The values given in the following table are set according to following: Column I - interval after irradiation until evaluation of cell the number in the test was performed (days), Column II - the number of nucleated cells in the sample at the time of the evaluation (x 104).

Column III - total number of nucleated cells (living + dead) / number of nucleated cells at time zero (percent).

Column IV - living nucleated cells / total number of nuclei seen cells at time zero (percent). 20 Treatment of 500 ml blood system I II III IV Control 6 94 94 36 (unirradiated) taken 3 33 46 35 1 hour after 4 35 49 28 WA '5 21 29 14 irradiation 5 27 37 13 Sample O 125 100 100 taken 3 83 66 48 2 hours after 4 47 37 21 WA's 41 32 13 irradiation 5 13 10 2 Prov 0 137 100 97 taken 3 70 51 29 3 hours after 4 43 31 12 UVA- s 12 16 2 irradiation 6 9 7 1 The table shows that by applying the invention caused a rapid degradation of the excess lymphocyte the population in the treated blood without visible, clinically gave effects on other blood components. The analysis showed that at 6 days after treatment, the population of live lymphatic phocyte cells in each blood sample were significantly reduced. Within 6 days after exposure in the described apparatus for periods of 1, 2 and 3 hours, the percentage of living lymphomas cytes that remained in the treated blood were reduced to 13, 2 and 1 percent of the original values, respectively. As an equal contained a control sample, not exposed to UVA, 86% of the lymphocyte population live after the same time. 460 519 hrs? -A The invention has been described in connection with specific embodiments but it is obvious that several variations can be made of the invention without departing from the scope of the invention.

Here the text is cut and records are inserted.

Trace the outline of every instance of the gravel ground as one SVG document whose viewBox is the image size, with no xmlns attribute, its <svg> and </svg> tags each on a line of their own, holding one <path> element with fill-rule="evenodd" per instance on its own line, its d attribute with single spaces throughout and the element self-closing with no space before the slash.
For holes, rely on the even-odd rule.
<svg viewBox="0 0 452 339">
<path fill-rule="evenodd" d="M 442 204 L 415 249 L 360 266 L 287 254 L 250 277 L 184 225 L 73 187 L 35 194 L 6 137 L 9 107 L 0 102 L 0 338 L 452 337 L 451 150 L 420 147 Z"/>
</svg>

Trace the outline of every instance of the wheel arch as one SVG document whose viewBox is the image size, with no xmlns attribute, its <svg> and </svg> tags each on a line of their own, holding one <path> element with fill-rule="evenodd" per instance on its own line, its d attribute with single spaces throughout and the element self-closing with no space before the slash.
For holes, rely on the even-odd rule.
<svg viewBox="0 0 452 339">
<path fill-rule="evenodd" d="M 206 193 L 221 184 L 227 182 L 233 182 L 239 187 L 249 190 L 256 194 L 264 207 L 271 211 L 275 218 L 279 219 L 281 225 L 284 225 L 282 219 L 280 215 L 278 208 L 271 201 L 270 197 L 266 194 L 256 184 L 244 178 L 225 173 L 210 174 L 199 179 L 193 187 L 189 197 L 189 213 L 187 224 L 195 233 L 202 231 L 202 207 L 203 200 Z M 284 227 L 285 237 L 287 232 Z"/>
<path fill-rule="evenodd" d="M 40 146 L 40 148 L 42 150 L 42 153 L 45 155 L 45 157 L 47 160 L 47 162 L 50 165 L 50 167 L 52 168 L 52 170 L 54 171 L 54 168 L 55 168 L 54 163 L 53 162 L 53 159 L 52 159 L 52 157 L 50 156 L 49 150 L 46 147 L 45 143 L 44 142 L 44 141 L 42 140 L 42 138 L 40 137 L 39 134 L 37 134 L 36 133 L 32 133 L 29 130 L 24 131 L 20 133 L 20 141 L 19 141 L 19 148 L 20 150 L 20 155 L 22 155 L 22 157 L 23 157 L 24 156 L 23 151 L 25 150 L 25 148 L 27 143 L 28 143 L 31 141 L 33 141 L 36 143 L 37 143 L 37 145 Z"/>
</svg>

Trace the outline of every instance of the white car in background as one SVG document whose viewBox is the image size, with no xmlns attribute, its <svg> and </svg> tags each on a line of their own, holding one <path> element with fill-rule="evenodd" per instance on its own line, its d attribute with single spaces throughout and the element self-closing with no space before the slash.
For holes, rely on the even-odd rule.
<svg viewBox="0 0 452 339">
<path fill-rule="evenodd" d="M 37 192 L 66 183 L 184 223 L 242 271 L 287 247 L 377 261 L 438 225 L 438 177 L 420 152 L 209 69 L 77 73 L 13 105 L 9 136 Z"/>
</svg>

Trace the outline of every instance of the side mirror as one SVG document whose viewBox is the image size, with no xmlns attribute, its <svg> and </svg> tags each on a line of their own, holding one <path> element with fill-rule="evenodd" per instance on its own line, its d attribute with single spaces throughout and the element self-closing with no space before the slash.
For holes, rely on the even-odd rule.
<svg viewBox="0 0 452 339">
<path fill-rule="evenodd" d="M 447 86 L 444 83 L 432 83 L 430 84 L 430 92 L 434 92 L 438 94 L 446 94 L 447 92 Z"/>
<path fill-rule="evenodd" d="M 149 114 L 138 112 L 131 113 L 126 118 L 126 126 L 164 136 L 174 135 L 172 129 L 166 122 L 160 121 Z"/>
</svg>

The invention is thus to be considered as broad and limited only of the framework set out in the appended claims.

Claims (4)

10 15 20 25 30 35 460 519 '' a -zm PäCGIIILKIäV l. System for reducing the active population of a blood component in blood with a photoactive chemical substance. selected from photoactive chemical substances of that type. which is capable of undergoing intermolecular or chemical association with the 1. steroid receptor sites of nucleated blood cells. 2. the antigenic sites of nucleated blood cells or The antigenic sites of immunogenic chemicals are characterized in that it comprises (a) a continuously operating transport device intended to transport blood from a patient through a blood treatment chamber and back to the patient,. (b) a delivery device for delivering a photoactive chemical to the blood. which is transported through the chamber, which chamber comprises a conduit for the passage of the blood. which conduit is constructed of a material substantially transparent to activating UV radiation and which conduit forms a thin transport path with a thickness of between 0.05 and 10 mm through the chamber to provide an adequate residence time for the blood to be exposed to UV radiation. (c) a UV radiation source having its spectral components substantially in the range between 3200 and 4000 Å with peak intensities at about 3600 - 3700 Å, said blood treatment chamber being adapted to receive UV radiation from said source and said means may be activated to form photoadducts with receptors on or in said blood component. (d) a blood separation device downstream of the blood treatment and chamber to receive whole blood from said transport device and to return a blood fraction thereto. which separation device is designed to separate at least one blood fraction enriched in one component. which could overload the patient's organ system from the blood transported by said transport device. k ä n n e t e c k n a t of that blood- System according to claim 1. the treatment chamber has a thickness of between 0.05 and 1.0 mm. 23 460 519 3. A system according to claim 1 or 2, characterized in that it further comprises a heat exchanger device intended to set the temperature of the treated blood at the same temperature as the circulating blood in the patient's body. before it is returned to the patient. A system according to any one of claims 1 to 3, characterized in that it comprises a centrifuge for separating parts of said blood.